"What's that?" she asked, stopping the movie.
"OK. These people all say they believe in God, right? And God says, 'I'm going to do stuff.' Then, God comes along and does something and no one believes it."
"Isn't that the way it always is?" Lisa asks.
That's why she's the pastor and I'm not.
It goes all the way back to Moses, really. Moses encounters the burning bush and, after hemming and hawing, demands a sign. The answer from the bush is, to our later ears, a wonderful example of God getting more than a little impatient. In essence, the answer is, "You want a sign? I'll give you a sign. Get busy doing what I told you to do, then come back here for more instructions."
Now, just as with Moses, so, too, with Mary and Joseph. There aren't any details. Mary, remember, is a single woman for whom becoming pregnant is not only a cultural and social disgrace but a crime. As told in St. Matthew's Gospel, Joseph is well within his rights to accuse her of adultery and have her stoned, but demonstrating more character than most people then or now, decides not to do so. He will quietly release her from the vows they shared. Only then does an angel come in a dream and tell him the story we read in St. Luke's Gospel. After that, he took her to his home. In the film, Joseph comes to Mary and tells her of his dream and his decision to raise the child as his own. Mary tells Joseph it won't endear him to the rest of Nazareth. And, indeed, the rest of the townspeople look upon both of them with disgust. You can almost see the thought-balloons above the women when they look at Mary: "Whore." Joseph's friends and co-workers look at him like he's lost his mind, taking this tramp in to his house. As they're leaving Nazareth for Bethlehem, the people in town watch with disgust as they travel together, and Joseph turns to Mary and he says, "They're going to miss us."

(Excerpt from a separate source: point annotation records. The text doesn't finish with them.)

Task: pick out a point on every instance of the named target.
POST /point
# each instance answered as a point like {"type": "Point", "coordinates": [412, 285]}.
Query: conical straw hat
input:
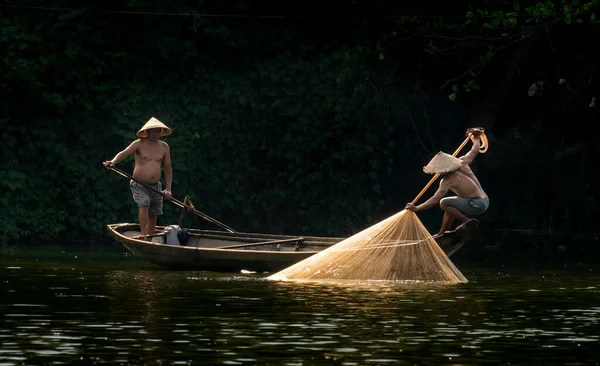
{"type": "Point", "coordinates": [442, 163]}
{"type": "Point", "coordinates": [154, 123]}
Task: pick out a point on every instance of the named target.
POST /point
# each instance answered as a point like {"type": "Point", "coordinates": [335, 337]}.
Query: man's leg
{"type": "Point", "coordinates": [446, 222]}
{"type": "Point", "coordinates": [151, 226]}
{"type": "Point", "coordinates": [143, 218]}
{"type": "Point", "coordinates": [450, 213]}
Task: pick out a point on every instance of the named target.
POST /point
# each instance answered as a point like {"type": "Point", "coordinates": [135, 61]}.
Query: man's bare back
{"type": "Point", "coordinates": [149, 157]}
{"type": "Point", "coordinates": [463, 183]}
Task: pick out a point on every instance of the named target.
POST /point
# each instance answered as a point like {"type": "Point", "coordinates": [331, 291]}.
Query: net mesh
{"type": "Point", "coordinates": [398, 248]}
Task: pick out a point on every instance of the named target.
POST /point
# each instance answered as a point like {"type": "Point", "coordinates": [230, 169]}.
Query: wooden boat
{"type": "Point", "coordinates": [222, 251]}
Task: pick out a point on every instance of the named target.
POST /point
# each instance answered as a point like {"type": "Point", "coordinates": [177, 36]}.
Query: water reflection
{"type": "Point", "coordinates": [112, 315]}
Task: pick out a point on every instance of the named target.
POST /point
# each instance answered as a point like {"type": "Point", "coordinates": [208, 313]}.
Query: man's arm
{"type": "Point", "coordinates": [435, 199]}
{"type": "Point", "coordinates": [470, 156]}
{"type": "Point", "coordinates": [168, 172]}
{"type": "Point", "coordinates": [132, 148]}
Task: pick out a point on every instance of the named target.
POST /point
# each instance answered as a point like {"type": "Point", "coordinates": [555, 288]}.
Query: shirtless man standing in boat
{"type": "Point", "coordinates": [150, 153]}
{"type": "Point", "coordinates": [470, 199]}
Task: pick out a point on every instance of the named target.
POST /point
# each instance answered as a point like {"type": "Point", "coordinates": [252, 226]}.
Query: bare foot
{"type": "Point", "coordinates": [460, 226]}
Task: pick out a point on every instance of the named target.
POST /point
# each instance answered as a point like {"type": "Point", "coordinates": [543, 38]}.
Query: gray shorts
{"type": "Point", "coordinates": [468, 206]}
{"type": "Point", "coordinates": [144, 196]}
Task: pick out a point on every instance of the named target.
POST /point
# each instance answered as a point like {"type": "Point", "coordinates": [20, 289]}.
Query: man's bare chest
{"type": "Point", "coordinates": [150, 154]}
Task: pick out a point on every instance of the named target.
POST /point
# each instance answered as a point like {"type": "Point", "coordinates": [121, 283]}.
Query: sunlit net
{"type": "Point", "coordinates": [398, 248]}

Like Moses, neither Joseph nor Mary get any instructions on dealing with the kinds of social opprobrium heaped upon them. Like Moses, neither Joseph nor Mary are told how to raise this child, what kind of instruction he is to receive, or much of anything else. In a place and time where many children died young, there aren't any guarantees he won't catch some dread illness and die. In a place and time where children are taken from families for any number of reasons, there are no guarantees he won't be ripped from their home, sold to slavery perhaps or some other dread end. All Mary and Joseph get is the notification the child Mary is carrying is the Son of God.

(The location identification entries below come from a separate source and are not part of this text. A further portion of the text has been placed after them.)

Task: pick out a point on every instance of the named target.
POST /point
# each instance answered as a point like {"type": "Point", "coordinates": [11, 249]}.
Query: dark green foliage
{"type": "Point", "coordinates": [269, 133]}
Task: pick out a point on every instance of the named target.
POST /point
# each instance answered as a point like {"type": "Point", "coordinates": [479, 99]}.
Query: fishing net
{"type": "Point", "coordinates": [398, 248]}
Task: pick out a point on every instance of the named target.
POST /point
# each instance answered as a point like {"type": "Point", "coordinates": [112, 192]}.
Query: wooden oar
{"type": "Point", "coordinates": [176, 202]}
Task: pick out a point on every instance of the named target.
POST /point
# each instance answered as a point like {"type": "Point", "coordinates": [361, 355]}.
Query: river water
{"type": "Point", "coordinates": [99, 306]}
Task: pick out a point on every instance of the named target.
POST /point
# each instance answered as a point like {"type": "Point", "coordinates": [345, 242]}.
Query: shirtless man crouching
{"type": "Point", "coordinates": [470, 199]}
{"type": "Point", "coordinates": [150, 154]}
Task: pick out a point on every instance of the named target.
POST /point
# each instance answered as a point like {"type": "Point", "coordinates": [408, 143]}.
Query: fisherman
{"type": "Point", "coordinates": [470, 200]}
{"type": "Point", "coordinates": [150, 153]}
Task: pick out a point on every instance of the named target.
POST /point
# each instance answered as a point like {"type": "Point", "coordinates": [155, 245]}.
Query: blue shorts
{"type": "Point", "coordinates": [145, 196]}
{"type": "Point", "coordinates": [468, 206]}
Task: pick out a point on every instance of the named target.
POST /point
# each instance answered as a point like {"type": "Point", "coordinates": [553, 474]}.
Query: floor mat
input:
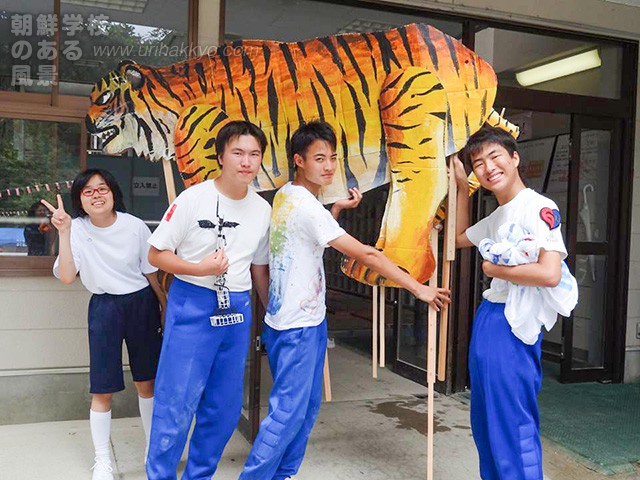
{"type": "Point", "coordinates": [599, 422]}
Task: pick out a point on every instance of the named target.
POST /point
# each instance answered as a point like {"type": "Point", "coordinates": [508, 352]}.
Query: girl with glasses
{"type": "Point", "coordinates": [108, 248]}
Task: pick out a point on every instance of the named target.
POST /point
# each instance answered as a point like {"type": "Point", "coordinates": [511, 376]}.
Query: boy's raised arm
{"type": "Point", "coordinates": [462, 202]}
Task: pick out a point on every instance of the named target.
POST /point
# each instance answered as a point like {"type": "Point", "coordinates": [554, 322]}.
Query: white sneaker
{"type": "Point", "coordinates": [102, 469]}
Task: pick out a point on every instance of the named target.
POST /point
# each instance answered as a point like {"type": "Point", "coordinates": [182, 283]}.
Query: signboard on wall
{"type": "Point", "coordinates": [559, 175]}
{"type": "Point", "coordinates": [535, 156]}
{"type": "Point", "coordinates": [146, 186]}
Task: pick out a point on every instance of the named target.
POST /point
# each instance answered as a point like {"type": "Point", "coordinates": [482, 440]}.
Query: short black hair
{"type": "Point", "coordinates": [308, 133]}
{"type": "Point", "coordinates": [233, 130]}
{"type": "Point", "coordinates": [487, 135]}
{"type": "Point", "coordinates": [33, 208]}
{"type": "Point", "coordinates": [81, 181]}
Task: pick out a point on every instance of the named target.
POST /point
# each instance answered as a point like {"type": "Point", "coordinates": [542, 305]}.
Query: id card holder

In the face of the astounding reality that she is to carry and bear the Son of God, the One promised and hoped for for centuries, St. Bernard calls for an act of faith that should be our own. First and foremost - hear the Word from God and believe it. It is real. This thing that's happening, it isn't some weird or outlandish event. A young woman is carrying a child. How ordinary! This young woman professes this child came to be through the power of the Spirit of God. Let us celebrate what God is doing!
In the midst of all this ordinariness, God is doing something new. We should be bold in our humility, confident in our humility, and even faithful in our materialism and hear the Word of God doing something new here and now in all the humdrum events of our everyday lives. You want a sign? You want a miracle? Look at the pregnant lady. Watch the folks in the stores and shopping malls. See the crowds milling around the airports and bus terminals. These are your signs. Here are your miracles. It is for this and these that Mary faced not just humiliation and rejection but death because she said, "Yes," to that most outlandish thing: God's messenger telling her she was to have a child.
A merry Christmas to all of you and each of you, your families and friends, and the whole world.